Of course, we did not come to this overnight. It took us years to get to this point. Maybe it won't take you that long. Keep in mind when creating your development environments to make them work like production. It is neat to be able to write code on your laptop. I did it for years. But, at some point before you send out code for production, the developer should run it on a production like environment. Then deploying should be much easier.

DevOps is the only way it has ever made sense

DevOps is the label being given to the way we have always done things. This is not the first time this has happened. As it says on my About Me page,

Brian Moon has been working with the LAMP platform since before it was called LAMP.

At some point, not sure when, someone came up with LAMP. I started working on what is now considered LAMP in 1996. I have seen lots of acronyms come and some go. We started using "Remote Scripting" after hearing Terry Chay talk about it at OSCON. The next OSCON, AJAX was all the rage. Technically, we never used AJAX. The X stands for XML. We didn't use XML. What made sense for us was to send back javascript arrays and objects that the javascript interpreter could deal with easily. We wrote a PHP function called to_javascript that converted a PHP array into a javascript array. Sound familiar? Yeah, two years later, JSON was all the rage.
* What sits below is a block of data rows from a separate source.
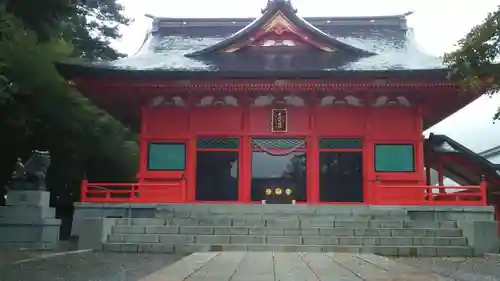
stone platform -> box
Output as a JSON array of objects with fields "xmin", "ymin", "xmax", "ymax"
[{"xmin": 140, "ymin": 252, "xmax": 451, "ymax": 281}]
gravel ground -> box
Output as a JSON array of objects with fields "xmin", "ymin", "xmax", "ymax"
[
  {"xmin": 0, "ymin": 249, "xmax": 186, "ymax": 281},
  {"xmin": 396, "ymin": 258, "xmax": 500, "ymax": 281}
]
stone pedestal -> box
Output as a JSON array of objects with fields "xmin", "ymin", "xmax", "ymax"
[{"xmin": 0, "ymin": 190, "xmax": 61, "ymax": 249}]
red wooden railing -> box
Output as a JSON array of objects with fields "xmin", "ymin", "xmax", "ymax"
[
  {"xmin": 375, "ymin": 177, "xmax": 488, "ymax": 206},
  {"xmin": 80, "ymin": 179, "xmax": 187, "ymax": 203}
]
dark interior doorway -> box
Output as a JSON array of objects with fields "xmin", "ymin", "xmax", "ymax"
[
  {"xmin": 319, "ymin": 152, "xmax": 363, "ymax": 202},
  {"xmin": 252, "ymin": 151, "xmax": 307, "ymax": 201},
  {"xmin": 196, "ymin": 151, "xmax": 238, "ymax": 201}
]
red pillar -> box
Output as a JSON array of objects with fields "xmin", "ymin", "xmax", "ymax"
[
  {"xmin": 306, "ymin": 93, "xmax": 320, "ymax": 204},
  {"xmin": 184, "ymin": 95, "xmax": 196, "ymax": 202},
  {"xmin": 238, "ymin": 94, "xmax": 252, "ymax": 203}
]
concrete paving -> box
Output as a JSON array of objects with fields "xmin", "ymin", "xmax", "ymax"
[
  {"xmin": 140, "ymin": 252, "xmax": 453, "ymax": 281},
  {"xmin": 0, "ymin": 248, "xmax": 500, "ymax": 281}
]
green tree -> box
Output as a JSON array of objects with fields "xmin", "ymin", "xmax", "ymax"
[
  {"xmin": 444, "ymin": 6, "xmax": 500, "ymax": 117},
  {"xmin": 0, "ymin": 0, "xmax": 138, "ymax": 206}
]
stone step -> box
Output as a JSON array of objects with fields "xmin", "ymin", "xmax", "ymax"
[
  {"xmin": 103, "ymin": 242, "xmax": 472, "ymax": 257},
  {"xmin": 156, "ymin": 213, "xmax": 411, "ymax": 220},
  {"xmin": 116, "ymin": 218, "xmax": 457, "ymax": 228},
  {"xmin": 108, "ymin": 234, "xmax": 467, "ymax": 246},
  {"xmin": 111, "ymin": 225, "xmax": 462, "ymax": 237}
]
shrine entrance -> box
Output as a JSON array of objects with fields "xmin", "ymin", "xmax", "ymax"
[
  {"xmin": 251, "ymin": 138, "xmax": 307, "ymax": 203},
  {"xmin": 319, "ymin": 152, "xmax": 364, "ymax": 202}
]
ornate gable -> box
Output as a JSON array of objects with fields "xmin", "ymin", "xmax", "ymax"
[{"xmin": 188, "ymin": 0, "xmax": 374, "ymax": 57}]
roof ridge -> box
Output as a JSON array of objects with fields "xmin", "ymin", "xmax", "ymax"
[{"xmin": 145, "ymin": 11, "xmax": 414, "ymax": 22}]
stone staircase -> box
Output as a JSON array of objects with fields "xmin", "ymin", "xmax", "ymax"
[{"xmin": 103, "ymin": 205, "xmax": 472, "ymax": 256}]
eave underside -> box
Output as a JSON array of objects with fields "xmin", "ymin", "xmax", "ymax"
[{"xmin": 67, "ymin": 73, "xmax": 479, "ymax": 132}]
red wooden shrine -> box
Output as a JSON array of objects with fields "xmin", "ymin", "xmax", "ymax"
[{"xmin": 58, "ymin": 1, "xmax": 495, "ymax": 205}]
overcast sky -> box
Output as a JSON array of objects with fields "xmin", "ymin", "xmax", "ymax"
[{"xmin": 115, "ymin": 0, "xmax": 500, "ymax": 152}]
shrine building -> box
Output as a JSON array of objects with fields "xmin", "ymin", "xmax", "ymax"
[{"xmin": 57, "ymin": 0, "xmax": 500, "ymax": 205}]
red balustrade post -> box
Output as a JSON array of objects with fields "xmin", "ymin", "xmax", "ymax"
[
  {"xmin": 479, "ymin": 174, "xmax": 488, "ymax": 206},
  {"xmin": 80, "ymin": 175, "xmax": 89, "ymax": 202},
  {"xmin": 370, "ymin": 175, "xmax": 384, "ymax": 205}
]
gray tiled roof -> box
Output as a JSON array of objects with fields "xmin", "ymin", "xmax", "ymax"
[{"xmin": 95, "ymin": 11, "xmax": 444, "ymax": 71}]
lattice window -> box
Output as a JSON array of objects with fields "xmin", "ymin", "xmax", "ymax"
[
  {"xmin": 319, "ymin": 138, "xmax": 363, "ymax": 149},
  {"xmin": 375, "ymin": 144, "xmax": 415, "ymax": 172},
  {"xmin": 148, "ymin": 143, "xmax": 186, "ymax": 171},
  {"xmin": 196, "ymin": 138, "xmax": 240, "ymax": 149},
  {"xmin": 252, "ymin": 138, "xmax": 306, "ymax": 149}
]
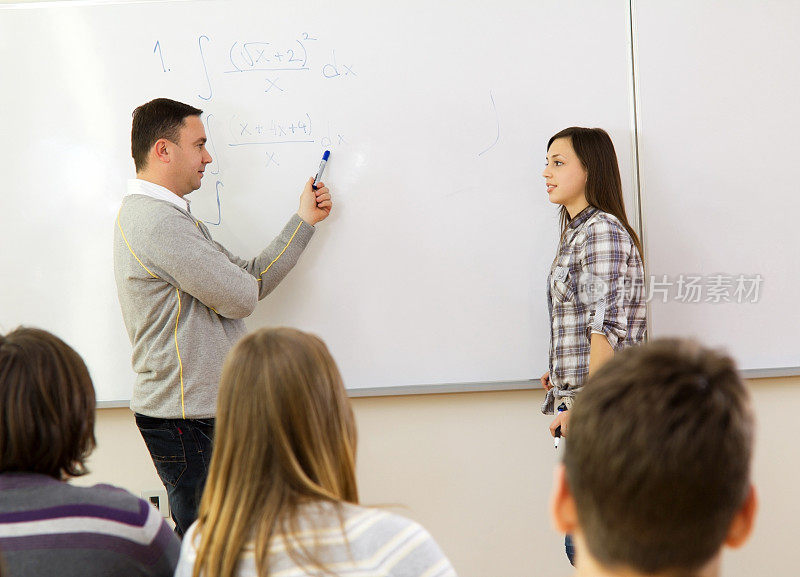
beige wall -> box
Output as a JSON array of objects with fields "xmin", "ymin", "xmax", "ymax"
[{"xmin": 80, "ymin": 377, "xmax": 800, "ymax": 577}]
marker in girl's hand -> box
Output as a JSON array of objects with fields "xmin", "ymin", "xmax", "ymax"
[{"xmin": 314, "ymin": 150, "xmax": 331, "ymax": 190}]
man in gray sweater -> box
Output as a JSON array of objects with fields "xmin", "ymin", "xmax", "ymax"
[{"xmin": 114, "ymin": 98, "xmax": 332, "ymax": 535}]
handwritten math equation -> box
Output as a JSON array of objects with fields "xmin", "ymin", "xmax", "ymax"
[{"xmin": 152, "ymin": 32, "xmax": 359, "ymax": 101}]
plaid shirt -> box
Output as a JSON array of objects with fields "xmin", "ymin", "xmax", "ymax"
[{"xmin": 542, "ymin": 206, "xmax": 647, "ymax": 414}]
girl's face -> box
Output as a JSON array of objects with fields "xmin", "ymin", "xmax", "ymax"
[{"xmin": 542, "ymin": 138, "xmax": 588, "ymax": 217}]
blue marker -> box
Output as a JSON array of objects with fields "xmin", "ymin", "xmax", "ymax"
[
  {"xmin": 314, "ymin": 150, "xmax": 331, "ymax": 190},
  {"xmin": 553, "ymin": 403, "xmax": 567, "ymax": 449}
]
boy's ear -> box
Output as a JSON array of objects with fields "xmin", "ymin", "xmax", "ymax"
[
  {"xmin": 550, "ymin": 463, "xmax": 578, "ymax": 534},
  {"xmin": 725, "ymin": 485, "xmax": 758, "ymax": 548}
]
We also have seen the same thing with how we run our development process.  We always considered our team to be an agile development team. That is agile with little a. Nowadays, "Agile" with the big A is usually all about how you develop software and not about actually delivering the software. So, I am always perplexed when people ask me if we use "Agile" development. Are they talking little a or big A?

Today I came across the term DevOps on twitter (there is no Wikipedia page yet). We have always had an integrated development and operations team. I could be writing code in the morning and configuring servers in the afternoon. Developers all have some level of responsibility over managing their development environment. They updated their Apache configurations from SVN and make changes as needed for their applications. The development environments are simulated as close as possible to production. Developers roll code to the production servers. It is their responsibility to make sure it works on production. They also roll it when it is ready rather than letting it sit around for days. This means if there is an unforeseen issue, the code is fresh on their minds and the problem can quickly be solved. We have done things this way since 1998. We are not the only ones. The great guys at Flickr gave a great talk last year at Velocity about their DevOps environment. People were amazed at how their teams worked together.

One of the huge benefits of being a DevOps team is that we can utilize the full stack in our application. If we can use the load balancers, Apache or our proxy servers to do something that offloads our application servers, we plan for that in the development cycle. It is a forethought instead of an afterthought. I see lots of PHP developers that do everything in code. Their web servers and hardware are just there to run their code. Don't waste those resources. They can do lots of things for you.

One cool thing about this is that I now have a label to use when people ask us about our team. I can now say we are an agile DevOps team. They can then go look that up and see what it means. Maybe it will lead to less explanation of how we work too. And if we are lucky, maybe we can find people to hire that have been in a similar environment.

So, I welcome all the new people into the "DevOps movement". Adopt the ideas and avoid any rules that books, blogs, "experts" may want to come up with. The first time I see someone list themselves as a DevOps management specialist, I will die a little on the inside. It is not a set of rules, it is a way of thinking, even a way of life. If the process prevents you from doing something, you are using it wrong, IMO.